DNS Propagation Checker — 85 Global Resolvers
The dnsverifier.com DNS Propagation Checker queries the same DNS record from 85 public resolvers across 60+ countries on every inhabited continent, then visualizes which regions have received the new value on a live world map. It uses happy-eyeballs UDP → TCP → DoH transport so results work from networks that block UDP/53. Anycast resolvers (Cloudflare, Google, Quad9) are placed at their registered HQ.
Frequently asked questions
- What is DNS propagation?
- When you change a DNS record, recursive resolvers around the world keep serving the old cached value until that record's TTL expires. 'DNS propagation' is the period during which different resolvers return different answers — usually 5 minutes to 48 hours, depending on the previous record's TTL.
- How long does DNS propagation take?
- Most authoritative-level changes propagate within the previous record's TTL. Common defaults: 300 seconds (5 min) at CDN providers, 3600 seconds (1 hour) at most registrars, and up to 172,800 seconds (48 hours) for nameserver delegation changes (NS records at the registry).
- How do I check DNS propagation worldwide?
- Enter your domain and pick the record type.
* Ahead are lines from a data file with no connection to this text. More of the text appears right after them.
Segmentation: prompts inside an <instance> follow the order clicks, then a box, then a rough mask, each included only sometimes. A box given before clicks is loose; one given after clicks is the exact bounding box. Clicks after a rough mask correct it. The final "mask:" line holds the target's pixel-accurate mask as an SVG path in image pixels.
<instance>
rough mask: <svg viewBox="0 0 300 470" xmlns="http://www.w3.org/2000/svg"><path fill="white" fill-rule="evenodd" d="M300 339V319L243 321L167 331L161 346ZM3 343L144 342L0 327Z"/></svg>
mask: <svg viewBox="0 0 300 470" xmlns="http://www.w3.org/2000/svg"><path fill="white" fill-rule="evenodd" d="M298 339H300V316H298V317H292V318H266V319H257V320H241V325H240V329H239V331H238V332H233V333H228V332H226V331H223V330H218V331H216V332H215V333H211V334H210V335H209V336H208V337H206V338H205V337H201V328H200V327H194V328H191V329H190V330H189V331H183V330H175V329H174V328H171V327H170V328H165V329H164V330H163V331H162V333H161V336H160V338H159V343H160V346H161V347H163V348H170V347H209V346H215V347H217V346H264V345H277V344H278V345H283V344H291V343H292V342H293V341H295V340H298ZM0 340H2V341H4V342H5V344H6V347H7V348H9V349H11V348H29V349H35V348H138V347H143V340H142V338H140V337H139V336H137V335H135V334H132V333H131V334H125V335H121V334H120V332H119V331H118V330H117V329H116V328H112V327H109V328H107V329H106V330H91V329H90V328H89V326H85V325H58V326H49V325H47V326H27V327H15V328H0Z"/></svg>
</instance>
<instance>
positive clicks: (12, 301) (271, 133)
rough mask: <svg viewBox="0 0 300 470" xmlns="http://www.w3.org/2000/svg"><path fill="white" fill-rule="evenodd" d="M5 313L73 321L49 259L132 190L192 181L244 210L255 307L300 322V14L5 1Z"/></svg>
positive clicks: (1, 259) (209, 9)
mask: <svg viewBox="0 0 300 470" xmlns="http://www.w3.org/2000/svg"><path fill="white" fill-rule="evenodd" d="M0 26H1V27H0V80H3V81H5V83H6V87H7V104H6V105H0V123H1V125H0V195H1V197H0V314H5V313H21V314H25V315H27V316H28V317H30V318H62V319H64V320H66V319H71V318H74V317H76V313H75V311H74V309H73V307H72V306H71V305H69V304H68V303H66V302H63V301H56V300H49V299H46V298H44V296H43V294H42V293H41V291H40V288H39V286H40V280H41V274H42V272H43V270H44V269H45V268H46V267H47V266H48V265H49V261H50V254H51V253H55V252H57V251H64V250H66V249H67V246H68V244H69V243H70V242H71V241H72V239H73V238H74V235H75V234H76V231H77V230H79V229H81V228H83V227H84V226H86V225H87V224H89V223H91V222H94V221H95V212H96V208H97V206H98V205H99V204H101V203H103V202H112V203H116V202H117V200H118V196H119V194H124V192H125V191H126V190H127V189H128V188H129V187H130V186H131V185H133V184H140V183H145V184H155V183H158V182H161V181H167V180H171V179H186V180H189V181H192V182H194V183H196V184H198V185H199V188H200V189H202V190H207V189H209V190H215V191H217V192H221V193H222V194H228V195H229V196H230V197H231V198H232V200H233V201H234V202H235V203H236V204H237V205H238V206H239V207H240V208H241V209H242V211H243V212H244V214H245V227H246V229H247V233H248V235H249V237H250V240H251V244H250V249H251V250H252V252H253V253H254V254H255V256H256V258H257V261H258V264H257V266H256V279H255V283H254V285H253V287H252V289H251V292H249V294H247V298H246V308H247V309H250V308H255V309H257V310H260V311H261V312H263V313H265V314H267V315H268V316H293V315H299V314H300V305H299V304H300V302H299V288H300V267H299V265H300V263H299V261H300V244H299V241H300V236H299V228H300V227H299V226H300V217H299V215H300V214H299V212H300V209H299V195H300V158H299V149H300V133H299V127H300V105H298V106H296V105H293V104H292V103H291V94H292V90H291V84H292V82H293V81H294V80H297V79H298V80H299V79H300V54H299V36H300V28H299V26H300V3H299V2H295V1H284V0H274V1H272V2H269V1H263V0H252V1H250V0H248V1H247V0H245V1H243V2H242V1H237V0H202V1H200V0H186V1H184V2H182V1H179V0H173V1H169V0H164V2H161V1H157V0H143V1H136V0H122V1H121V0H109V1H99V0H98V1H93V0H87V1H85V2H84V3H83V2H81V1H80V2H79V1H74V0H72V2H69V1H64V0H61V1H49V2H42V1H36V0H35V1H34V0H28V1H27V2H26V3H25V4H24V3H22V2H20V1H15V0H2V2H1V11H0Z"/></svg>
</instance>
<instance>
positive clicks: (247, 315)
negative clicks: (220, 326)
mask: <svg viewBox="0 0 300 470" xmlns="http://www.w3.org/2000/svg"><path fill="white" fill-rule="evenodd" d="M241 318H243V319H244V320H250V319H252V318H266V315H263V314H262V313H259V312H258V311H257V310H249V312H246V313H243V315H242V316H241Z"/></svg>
The tool queries 85 resolvers in parallel, colors each location green (matches consensus), amber (different value), or red (no record). The world map shows the geographic spread at a glance.
- What is the difference between dnsverifier.com and whatsmydns.net?
- Both visualize global DNS resolution. dnsverifier.com queries 85 resolvers across 60+ countries (vs ~25 on whatsmydns.net), supports DNSSEC and the full record set including CAA / DS / DNSKEY, falls back to TCP and DNS-over-HTTPS when UDP/53 is blocked, and streams results live as each resolver responds.
- Why does one resolver show a different result?
- Most commonly: that resolver cached the old value and its TTL has not expired. Less commonly: the resolver is GeoDNS-aware and your authoritative server is returning a region-specific answer. Anycast resolvers can also serve different POPs depending on the client's network path.